The new generator works on the same 'combinatorial coordinates' system
as the more recently written Hats and Spectre generators.
When I came up with that technique for the Hats tiling, I was already
tempted to rewrite the Penrose generator on the same principle,
because it has a lot of advantages over the previous technique of
picking a randomly selected patch out of the subdivision of a huge
starting tile. It generates the exact limiting distribution of
possible tiling patches rather than an approximation based on how big
a tile you subdivided; it doesn't use any overly large integers or
overly precise floating point to suffer overflow or significance loss,
because it never has to even _think_ about the coordinates of any
point not in the actual output area.
But I resisted the temptation to throw out our existing Penrose
generator and move to the shiny new algorithm, for just one reason:
backwards compatibility. There's no sensible way to translate existing
Loopy game IDs into the new notation, so they would stop working,
unless we kept the old generator around as well to interpret the
previous system. And although _random seeds_ aren't guaranteed to
generate the same result from one build of Puzzles to the next, I do
try to keep existing descriptive game IDs working.

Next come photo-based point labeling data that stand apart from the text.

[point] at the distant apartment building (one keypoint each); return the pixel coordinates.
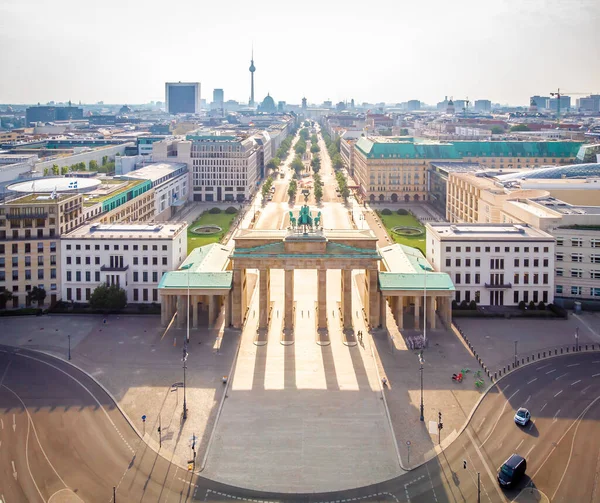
(132, 256)
(182, 97)
(222, 167)
(482, 105)
(494, 264)
(396, 169)
(52, 113)
(30, 231)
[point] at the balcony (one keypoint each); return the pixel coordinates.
(498, 286)
(114, 268)
(23, 216)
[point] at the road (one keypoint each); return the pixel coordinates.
(61, 435)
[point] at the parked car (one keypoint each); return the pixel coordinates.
(512, 471)
(522, 416)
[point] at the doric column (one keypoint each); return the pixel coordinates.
(322, 297)
(400, 312)
(264, 300)
(288, 315)
(431, 313)
(237, 307)
(417, 311)
(372, 301)
(347, 297)
(212, 309)
(382, 310)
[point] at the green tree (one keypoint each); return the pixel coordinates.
(109, 298)
(518, 127)
(37, 295)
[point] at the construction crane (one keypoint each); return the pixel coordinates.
(558, 94)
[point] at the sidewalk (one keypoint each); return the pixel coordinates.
(129, 358)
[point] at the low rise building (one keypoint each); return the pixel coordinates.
(30, 229)
(132, 256)
(494, 264)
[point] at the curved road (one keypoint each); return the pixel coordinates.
(63, 439)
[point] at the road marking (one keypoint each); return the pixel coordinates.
(485, 465)
(498, 418)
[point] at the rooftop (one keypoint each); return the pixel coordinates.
(127, 231)
(499, 232)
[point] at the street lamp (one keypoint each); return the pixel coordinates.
(425, 267)
(421, 361)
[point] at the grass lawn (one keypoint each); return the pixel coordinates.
(222, 219)
(395, 220)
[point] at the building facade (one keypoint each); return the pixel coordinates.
(132, 256)
(182, 97)
(494, 264)
(30, 231)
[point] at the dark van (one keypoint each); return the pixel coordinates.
(511, 471)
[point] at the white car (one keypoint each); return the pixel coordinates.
(522, 416)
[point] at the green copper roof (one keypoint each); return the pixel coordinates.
(203, 280)
(415, 281)
(402, 149)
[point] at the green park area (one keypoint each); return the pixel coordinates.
(404, 229)
(209, 228)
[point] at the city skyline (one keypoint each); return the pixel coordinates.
(475, 50)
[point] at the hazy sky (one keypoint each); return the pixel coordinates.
(386, 50)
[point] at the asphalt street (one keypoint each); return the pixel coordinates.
(63, 439)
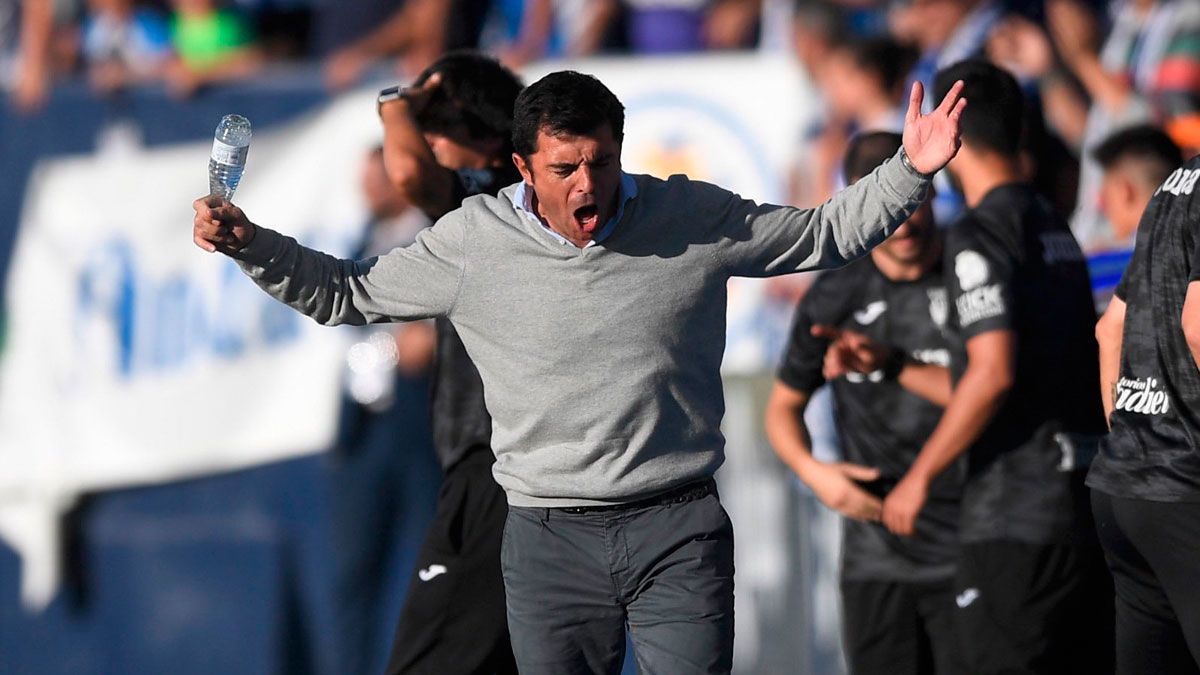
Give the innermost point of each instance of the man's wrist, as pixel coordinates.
(907, 163)
(893, 364)
(390, 95)
(253, 234)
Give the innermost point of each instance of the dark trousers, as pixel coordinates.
(575, 580)
(1026, 608)
(1153, 550)
(900, 628)
(454, 617)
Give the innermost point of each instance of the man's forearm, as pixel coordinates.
(412, 167)
(928, 381)
(1109, 336)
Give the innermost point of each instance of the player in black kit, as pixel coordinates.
(445, 138)
(1146, 479)
(1032, 593)
(897, 591)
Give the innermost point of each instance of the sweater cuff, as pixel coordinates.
(900, 177)
(261, 250)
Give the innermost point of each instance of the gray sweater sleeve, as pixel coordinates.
(418, 281)
(766, 239)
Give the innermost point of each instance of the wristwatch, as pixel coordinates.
(390, 94)
(907, 163)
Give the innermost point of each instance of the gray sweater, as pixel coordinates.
(600, 365)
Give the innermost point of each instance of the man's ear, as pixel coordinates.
(523, 168)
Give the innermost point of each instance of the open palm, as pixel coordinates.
(931, 141)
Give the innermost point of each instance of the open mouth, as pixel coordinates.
(587, 217)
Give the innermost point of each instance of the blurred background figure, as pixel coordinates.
(1146, 70)
(863, 84)
(211, 42)
(414, 34)
(25, 34)
(123, 45)
(377, 496)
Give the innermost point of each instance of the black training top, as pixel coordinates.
(1013, 264)
(461, 423)
(881, 424)
(1153, 452)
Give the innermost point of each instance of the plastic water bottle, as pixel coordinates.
(228, 159)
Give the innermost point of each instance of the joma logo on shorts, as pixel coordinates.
(1141, 396)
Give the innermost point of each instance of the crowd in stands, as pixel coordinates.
(1092, 67)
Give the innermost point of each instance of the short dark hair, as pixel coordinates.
(564, 102)
(1146, 144)
(885, 58)
(869, 150)
(995, 106)
(477, 94)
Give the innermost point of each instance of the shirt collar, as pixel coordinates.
(522, 199)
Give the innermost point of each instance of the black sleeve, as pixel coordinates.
(825, 303)
(978, 280)
(1194, 261)
(1123, 285)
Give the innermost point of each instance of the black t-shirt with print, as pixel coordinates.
(461, 423)
(880, 423)
(1153, 452)
(1013, 264)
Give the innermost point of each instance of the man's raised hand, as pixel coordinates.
(221, 226)
(931, 141)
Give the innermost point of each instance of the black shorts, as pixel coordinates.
(454, 616)
(1033, 608)
(900, 628)
(1153, 550)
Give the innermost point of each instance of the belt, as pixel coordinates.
(679, 495)
(1078, 451)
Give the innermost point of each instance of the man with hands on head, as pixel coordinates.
(593, 303)
(1031, 590)
(448, 137)
(897, 591)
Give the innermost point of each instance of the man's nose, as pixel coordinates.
(587, 180)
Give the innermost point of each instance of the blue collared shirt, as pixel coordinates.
(522, 199)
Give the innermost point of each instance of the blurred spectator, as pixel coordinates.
(123, 45)
(863, 85)
(25, 35)
(211, 43)
(1146, 70)
(669, 27)
(375, 458)
(1135, 161)
(417, 33)
(817, 27)
(946, 31)
(1047, 162)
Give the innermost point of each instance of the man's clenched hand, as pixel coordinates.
(221, 226)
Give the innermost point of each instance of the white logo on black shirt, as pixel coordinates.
(873, 311)
(1141, 396)
(1181, 181)
(431, 572)
(971, 268)
(1060, 248)
(965, 598)
(939, 308)
(979, 304)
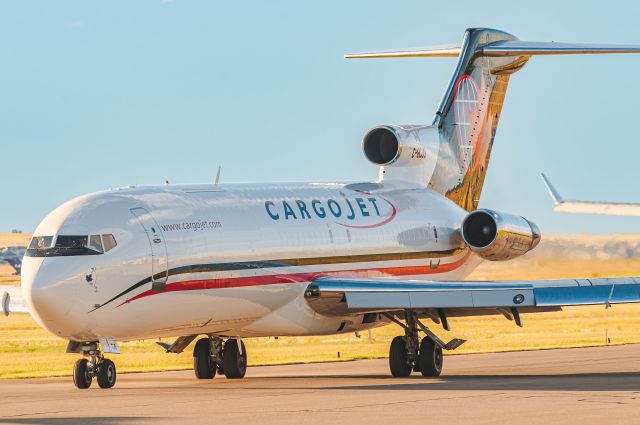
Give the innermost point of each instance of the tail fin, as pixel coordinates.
(468, 114)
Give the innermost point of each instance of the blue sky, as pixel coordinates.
(99, 94)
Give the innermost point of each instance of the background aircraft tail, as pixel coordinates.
(469, 112)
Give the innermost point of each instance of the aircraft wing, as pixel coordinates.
(589, 207)
(334, 295)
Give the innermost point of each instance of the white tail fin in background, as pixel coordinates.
(468, 114)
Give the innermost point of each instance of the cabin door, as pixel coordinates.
(158, 248)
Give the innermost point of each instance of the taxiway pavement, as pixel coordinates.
(567, 386)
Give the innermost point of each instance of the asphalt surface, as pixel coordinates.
(572, 386)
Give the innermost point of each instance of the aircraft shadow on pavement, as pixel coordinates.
(103, 420)
(616, 381)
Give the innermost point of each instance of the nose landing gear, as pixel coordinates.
(96, 366)
(210, 355)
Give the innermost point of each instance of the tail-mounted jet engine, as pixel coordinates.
(498, 236)
(404, 152)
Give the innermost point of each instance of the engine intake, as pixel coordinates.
(499, 236)
(381, 146)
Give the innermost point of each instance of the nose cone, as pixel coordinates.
(49, 301)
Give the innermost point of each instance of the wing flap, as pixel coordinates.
(341, 295)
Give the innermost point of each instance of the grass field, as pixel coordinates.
(11, 239)
(28, 351)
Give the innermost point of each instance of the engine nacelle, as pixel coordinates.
(404, 152)
(499, 236)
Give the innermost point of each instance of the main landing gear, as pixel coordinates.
(211, 356)
(96, 366)
(408, 354)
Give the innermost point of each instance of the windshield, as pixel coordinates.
(70, 245)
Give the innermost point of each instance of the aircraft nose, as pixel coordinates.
(45, 297)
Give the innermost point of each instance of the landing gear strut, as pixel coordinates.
(408, 354)
(210, 355)
(96, 366)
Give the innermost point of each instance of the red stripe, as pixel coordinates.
(237, 282)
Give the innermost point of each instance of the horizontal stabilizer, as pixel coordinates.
(446, 51)
(503, 48)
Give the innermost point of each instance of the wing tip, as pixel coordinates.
(555, 196)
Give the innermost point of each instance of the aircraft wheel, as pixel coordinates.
(81, 376)
(106, 374)
(203, 364)
(398, 363)
(430, 358)
(234, 359)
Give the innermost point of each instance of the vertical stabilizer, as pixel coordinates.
(467, 118)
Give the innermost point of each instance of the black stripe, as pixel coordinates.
(252, 265)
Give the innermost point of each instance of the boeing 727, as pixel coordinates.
(231, 261)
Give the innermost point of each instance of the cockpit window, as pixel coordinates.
(69, 245)
(71, 242)
(95, 243)
(40, 242)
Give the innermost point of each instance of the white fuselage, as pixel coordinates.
(238, 257)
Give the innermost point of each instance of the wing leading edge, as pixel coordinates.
(589, 207)
(331, 295)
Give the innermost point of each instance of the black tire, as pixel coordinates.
(81, 377)
(106, 374)
(234, 364)
(398, 364)
(203, 364)
(430, 358)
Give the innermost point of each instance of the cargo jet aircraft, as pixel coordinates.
(249, 260)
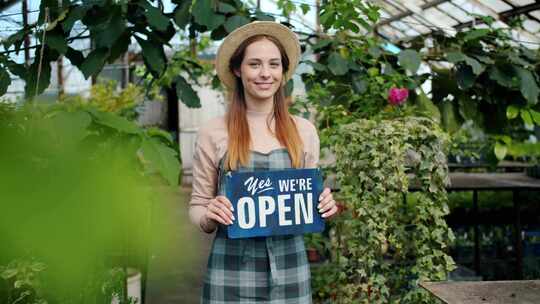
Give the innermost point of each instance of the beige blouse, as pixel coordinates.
(211, 146)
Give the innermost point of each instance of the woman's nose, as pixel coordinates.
(265, 71)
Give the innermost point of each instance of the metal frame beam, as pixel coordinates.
(410, 13)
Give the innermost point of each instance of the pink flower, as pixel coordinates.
(397, 96)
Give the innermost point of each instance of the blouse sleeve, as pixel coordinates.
(205, 175)
(311, 146)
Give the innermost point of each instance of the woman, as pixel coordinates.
(257, 133)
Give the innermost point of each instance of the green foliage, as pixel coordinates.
(384, 245)
(93, 177)
(112, 25)
(497, 86)
(22, 278)
(107, 98)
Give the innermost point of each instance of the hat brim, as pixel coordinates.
(283, 34)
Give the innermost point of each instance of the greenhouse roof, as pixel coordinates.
(406, 19)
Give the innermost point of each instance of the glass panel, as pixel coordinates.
(499, 24)
(521, 2)
(497, 5)
(526, 39)
(400, 26)
(438, 18)
(455, 12)
(389, 8)
(535, 14)
(474, 7)
(531, 25)
(384, 14)
(416, 24)
(391, 33)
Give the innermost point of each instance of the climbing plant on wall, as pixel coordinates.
(384, 245)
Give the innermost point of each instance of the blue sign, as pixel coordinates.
(274, 202)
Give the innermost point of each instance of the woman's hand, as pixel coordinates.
(327, 204)
(220, 210)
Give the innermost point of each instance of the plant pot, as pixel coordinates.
(313, 255)
(534, 171)
(133, 286)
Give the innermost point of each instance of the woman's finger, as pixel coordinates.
(330, 212)
(219, 213)
(327, 206)
(216, 218)
(326, 200)
(223, 207)
(325, 193)
(225, 201)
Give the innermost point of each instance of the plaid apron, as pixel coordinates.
(270, 270)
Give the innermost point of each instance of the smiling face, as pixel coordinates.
(261, 71)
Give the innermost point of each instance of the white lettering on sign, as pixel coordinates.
(256, 186)
(303, 210)
(242, 204)
(282, 209)
(267, 206)
(289, 185)
(300, 205)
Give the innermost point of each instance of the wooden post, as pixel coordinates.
(517, 235)
(476, 234)
(26, 37)
(60, 75)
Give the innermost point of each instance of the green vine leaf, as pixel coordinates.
(161, 159)
(512, 112)
(410, 60)
(5, 81)
(153, 55)
(526, 116)
(500, 151)
(235, 22)
(186, 93)
(156, 19)
(528, 86)
(337, 64)
(182, 15)
(94, 62)
(204, 14)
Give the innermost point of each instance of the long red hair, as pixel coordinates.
(237, 125)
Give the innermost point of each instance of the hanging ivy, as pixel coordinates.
(384, 245)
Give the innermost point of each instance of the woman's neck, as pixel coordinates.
(259, 106)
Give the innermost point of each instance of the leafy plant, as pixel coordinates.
(384, 245)
(112, 25)
(495, 83)
(105, 97)
(23, 283)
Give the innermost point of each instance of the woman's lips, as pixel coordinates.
(263, 85)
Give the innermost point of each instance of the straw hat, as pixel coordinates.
(282, 33)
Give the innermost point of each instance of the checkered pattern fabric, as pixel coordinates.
(270, 270)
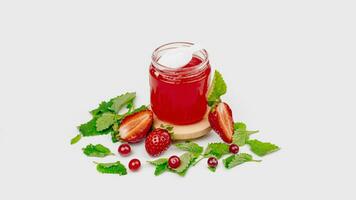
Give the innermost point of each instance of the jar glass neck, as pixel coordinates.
(201, 54)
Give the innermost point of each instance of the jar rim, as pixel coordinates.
(174, 45)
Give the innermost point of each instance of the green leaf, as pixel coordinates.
(103, 108)
(241, 135)
(105, 121)
(217, 89)
(217, 149)
(235, 160)
(185, 162)
(240, 126)
(111, 168)
(159, 161)
(76, 139)
(160, 169)
(98, 150)
(130, 106)
(139, 109)
(122, 100)
(262, 148)
(89, 129)
(190, 147)
(161, 166)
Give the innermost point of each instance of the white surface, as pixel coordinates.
(289, 65)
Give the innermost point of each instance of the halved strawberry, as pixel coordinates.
(135, 127)
(221, 120)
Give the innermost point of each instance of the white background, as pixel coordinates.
(289, 65)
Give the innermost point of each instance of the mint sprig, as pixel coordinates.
(235, 160)
(98, 150)
(262, 148)
(217, 150)
(241, 134)
(217, 89)
(111, 168)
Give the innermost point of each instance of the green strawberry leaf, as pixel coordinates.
(240, 126)
(76, 139)
(190, 147)
(161, 166)
(241, 134)
(89, 129)
(98, 150)
(122, 100)
(217, 149)
(111, 168)
(262, 148)
(160, 169)
(235, 160)
(103, 108)
(105, 121)
(217, 89)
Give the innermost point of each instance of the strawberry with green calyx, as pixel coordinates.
(159, 140)
(220, 115)
(135, 127)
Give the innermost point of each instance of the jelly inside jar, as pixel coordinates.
(180, 100)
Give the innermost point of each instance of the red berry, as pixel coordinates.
(134, 164)
(157, 142)
(124, 149)
(174, 162)
(213, 162)
(234, 149)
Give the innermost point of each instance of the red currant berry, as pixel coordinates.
(124, 149)
(234, 149)
(134, 164)
(213, 162)
(174, 162)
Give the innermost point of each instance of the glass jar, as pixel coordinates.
(178, 95)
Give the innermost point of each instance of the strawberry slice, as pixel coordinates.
(221, 120)
(135, 127)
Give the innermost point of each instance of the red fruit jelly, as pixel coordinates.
(178, 95)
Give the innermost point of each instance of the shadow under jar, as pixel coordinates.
(178, 95)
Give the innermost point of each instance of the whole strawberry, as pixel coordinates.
(221, 120)
(135, 127)
(158, 141)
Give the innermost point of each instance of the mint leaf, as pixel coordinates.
(235, 160)
(160, 169)
(76, 139)
(89, 129)
(105, 121)
(122, 100)
(186, 160)
(159, 161)
(217, 88)
(103, 108)
(161, 166)
(190, 147)
(98, 150)
(217, 149)
(111, 168)
(262, 148)
(240, 126)
(241, 135)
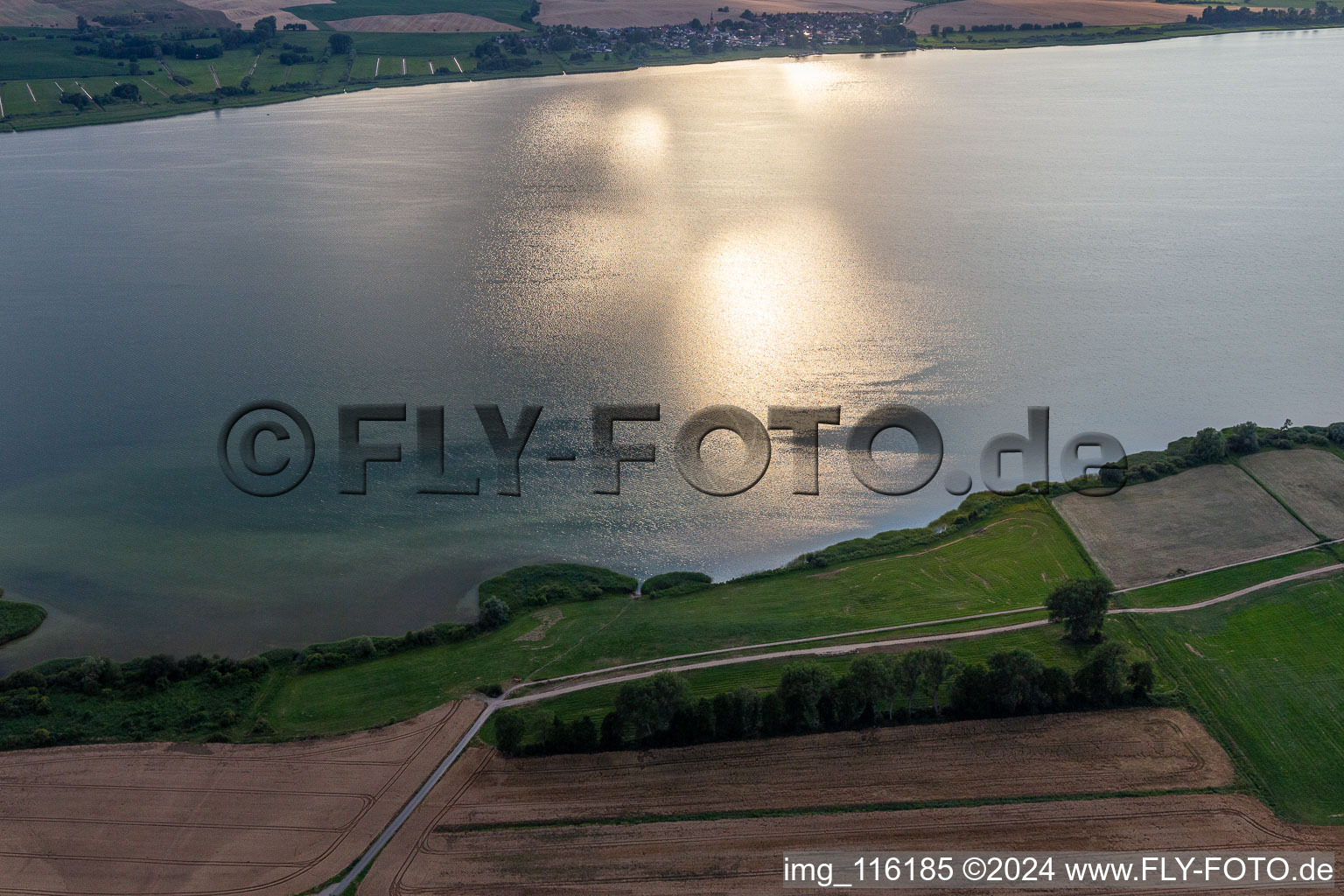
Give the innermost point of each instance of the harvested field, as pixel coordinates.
(246, 12)
(1086, 752)
(1090, 12)
(443, 846)
(210, 818)
(624, 14)
(742, 855)
(429, 23)
(1196, 520)
(1309, 481)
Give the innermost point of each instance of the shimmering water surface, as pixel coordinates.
(1143, 236)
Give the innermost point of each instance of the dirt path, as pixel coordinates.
(1228, 566)
(495, 703)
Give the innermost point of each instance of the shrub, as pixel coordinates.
(495, 612)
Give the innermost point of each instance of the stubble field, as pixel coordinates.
(1309, 481)
(671, 816)
(1196, 520)
(208, 818)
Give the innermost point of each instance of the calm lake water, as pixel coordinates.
(1145, 238)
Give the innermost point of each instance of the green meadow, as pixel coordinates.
(1215, 584)
(1010, 562)
(1046, 642)
(1264, 673)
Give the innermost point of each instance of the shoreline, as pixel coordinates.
(1105, 35)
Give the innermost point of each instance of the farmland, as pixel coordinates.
(742, 855)
(206, 818)
(1010, 562)
(1308, 481)
(1088, 752)
(1198, 520)
(711, 820)
(1264, 675)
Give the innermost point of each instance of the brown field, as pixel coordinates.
(1309, 481)
(1093, 752)
(246, 12)
(624, 14)
(1077, 754)
(744, 855)
(433, 22)
(210, 818)
(1196, 520)
(1090, 12)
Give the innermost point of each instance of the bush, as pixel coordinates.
(495, 612)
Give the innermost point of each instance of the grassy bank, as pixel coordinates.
(19, 620)
(1010, 560)
(45, 62)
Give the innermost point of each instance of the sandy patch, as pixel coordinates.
(210, 818)
(1311, 481)
(622, 14)
(1196, 520)
(1015, 12)
(431, 23)
(246, 12)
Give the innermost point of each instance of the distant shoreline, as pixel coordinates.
(1090, 37)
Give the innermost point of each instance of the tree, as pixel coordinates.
(906, 672)
(1208, 446)
(1101, 680)
(1081, 606)
(494, 614)
(651, 703)
(509, 728)
(1018, 679)
(802, 687)
(613, 731)
(938, 664)
(872, 682)
(584, 737)
(1141, 679)
(1245, 438)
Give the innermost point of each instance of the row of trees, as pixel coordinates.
(877, 690)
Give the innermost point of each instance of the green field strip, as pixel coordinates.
(827, 808)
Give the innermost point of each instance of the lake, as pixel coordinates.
(1143, 236)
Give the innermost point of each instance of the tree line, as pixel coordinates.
(877, 690)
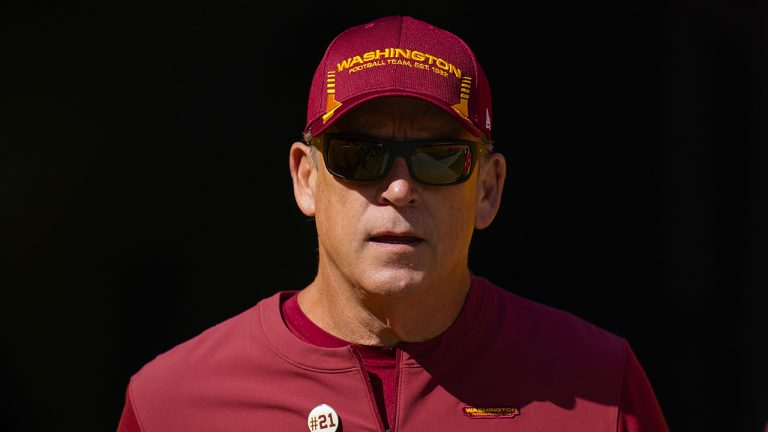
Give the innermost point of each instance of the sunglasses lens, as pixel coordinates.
(356, 158)
(442, 163)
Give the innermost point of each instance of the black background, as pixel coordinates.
(145, 192)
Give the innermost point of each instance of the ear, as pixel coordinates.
(490, 183)
(304, 175)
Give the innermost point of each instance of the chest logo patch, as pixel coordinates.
(490, 412)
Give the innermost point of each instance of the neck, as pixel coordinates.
(365, 317)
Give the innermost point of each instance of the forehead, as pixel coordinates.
(401, 117)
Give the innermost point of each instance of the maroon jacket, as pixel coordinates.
(506, 363)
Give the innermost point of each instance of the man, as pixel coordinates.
(395, 333)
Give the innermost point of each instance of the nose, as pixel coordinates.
(400, 189)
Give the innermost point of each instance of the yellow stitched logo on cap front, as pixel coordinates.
(490, 412)
(398, 56)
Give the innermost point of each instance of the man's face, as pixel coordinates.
(395, 234)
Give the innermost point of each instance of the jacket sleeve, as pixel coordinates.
(639, 411)
(128, 420)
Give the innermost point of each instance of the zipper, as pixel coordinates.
(369, 389)
(398, 360)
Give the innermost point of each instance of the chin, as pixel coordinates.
(394, 282)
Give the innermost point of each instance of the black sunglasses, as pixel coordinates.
(439, 162)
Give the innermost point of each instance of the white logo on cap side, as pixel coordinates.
(323, 418)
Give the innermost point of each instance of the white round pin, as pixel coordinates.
(323, 419)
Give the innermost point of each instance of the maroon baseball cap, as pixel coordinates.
(399, 56)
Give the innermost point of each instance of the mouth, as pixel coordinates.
(396, 239)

So if we had to keep the old generator around anyway, it didn't seem
worth writing a new one...
... at least, until we discovered that the old generator has a latent
bug. The function that decides whether each tile is within the target
area, and hence whether to make it part of the output grid, is based
on floating-point calculation of the tile's vertices. So a change in
FP rounding behaviour between two platforms could cause them to
interpret the same grid description differently, invalidating a Loopy
game on that grid. This is _unlikely_, as long as everyone uses IEEE
754 double, but the C standard doesn't actually guarantee that.
We found this out when I started investigating a slight distortion in
large instances of Penrose Loopy. For example, the Loopy random seed
"40x40t11#12345", as of just before this commit, generates a game
description beginning with the Penrose grid string "G-4944,5110,108",
in which you can see a star shape of five darts a few tiles down the
left edge, where two of the radii of the star don't properly line up
with edges in the surrounding shell of kites that they should be
collinear with. This turns out to be due to FP error: not because
_double precision_ ran out, but because the definitions of COS54,
SIN54, COS18 and SIN18 in penrose.c were specified to only 7 digits of
precision. And when you expand a patch of tiling that large, you end
up with integer combinations of those numbers with coefficients about
7 digits long, mostly cancelling out to leave a much smaller output
value, and the inaccuracies in those constants start to be noticeable.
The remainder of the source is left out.